At CVS buying just condoms. The guy behind me is buying just hotdog buns. There was a silent moment of understanding between us.
Did you pour a hundred fucking pounds of sand in my car last night?
lol... you weighed it?
So much to do, haven't done anything except hook up with sailors and work on my tan.
My going away gift was all of them dancing around with solo cups on their dick and balls...these are my friends
I think I just wrote a poem about your penis but it was totally unintentional.
I felt really bad for not letting her go in, it was like we were dangling lesbians in front of her
I just found a voice recording from Tanya's bachelorette party when we found you drunk in downtown being harassed by a crazy dude dressed like a clown and we rescued you.
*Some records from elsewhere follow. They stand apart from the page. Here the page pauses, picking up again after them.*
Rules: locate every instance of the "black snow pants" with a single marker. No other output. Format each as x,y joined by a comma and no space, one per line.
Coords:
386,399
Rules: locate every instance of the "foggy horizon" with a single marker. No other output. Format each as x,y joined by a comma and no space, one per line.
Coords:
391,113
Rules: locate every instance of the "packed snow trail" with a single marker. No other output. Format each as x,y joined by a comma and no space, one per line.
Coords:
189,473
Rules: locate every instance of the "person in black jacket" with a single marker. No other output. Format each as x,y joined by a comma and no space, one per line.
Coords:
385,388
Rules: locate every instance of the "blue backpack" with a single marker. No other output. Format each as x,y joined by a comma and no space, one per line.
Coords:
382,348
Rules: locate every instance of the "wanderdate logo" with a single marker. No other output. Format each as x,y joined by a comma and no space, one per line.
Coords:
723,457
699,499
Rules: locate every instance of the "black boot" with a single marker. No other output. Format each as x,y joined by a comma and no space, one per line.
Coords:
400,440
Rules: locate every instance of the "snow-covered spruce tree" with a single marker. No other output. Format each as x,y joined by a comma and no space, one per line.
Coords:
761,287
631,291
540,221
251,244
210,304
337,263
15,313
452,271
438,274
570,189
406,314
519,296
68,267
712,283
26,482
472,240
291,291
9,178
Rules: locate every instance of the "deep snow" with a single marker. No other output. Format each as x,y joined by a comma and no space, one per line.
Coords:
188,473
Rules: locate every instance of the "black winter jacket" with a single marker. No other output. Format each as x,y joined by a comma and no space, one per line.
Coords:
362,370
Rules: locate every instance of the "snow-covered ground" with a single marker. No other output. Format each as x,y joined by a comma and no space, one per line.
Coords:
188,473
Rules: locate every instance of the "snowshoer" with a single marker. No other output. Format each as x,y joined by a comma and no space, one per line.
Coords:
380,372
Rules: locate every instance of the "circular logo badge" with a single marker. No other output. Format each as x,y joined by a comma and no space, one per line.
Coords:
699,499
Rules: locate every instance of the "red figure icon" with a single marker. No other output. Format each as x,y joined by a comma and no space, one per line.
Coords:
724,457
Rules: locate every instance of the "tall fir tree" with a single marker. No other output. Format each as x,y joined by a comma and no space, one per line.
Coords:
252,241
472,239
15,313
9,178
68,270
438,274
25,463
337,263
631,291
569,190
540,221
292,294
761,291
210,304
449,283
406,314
Attached is a voice recording of me interviewing you after we found you. I titled it Carlos Batman.
There's not really an emoticon that says "I'm sorry I honked your boobs, and that you weren't a fan of that."
I think I was just recruited to join a religious lesbian cult by these 3 really pretty girls and I'm tempted to join
Question: the touchscreen on my phone randomly quit working, do you think this could be a latent reaction from me peeing on my phone last weekend?
He’s tiny, hairless and humps my leg when he wants sex. He’s basically a chihuahua
I'm drinking because I just started here and every single person I work with wants to quit and when I asked a coworker how she's doing she literally just started crying.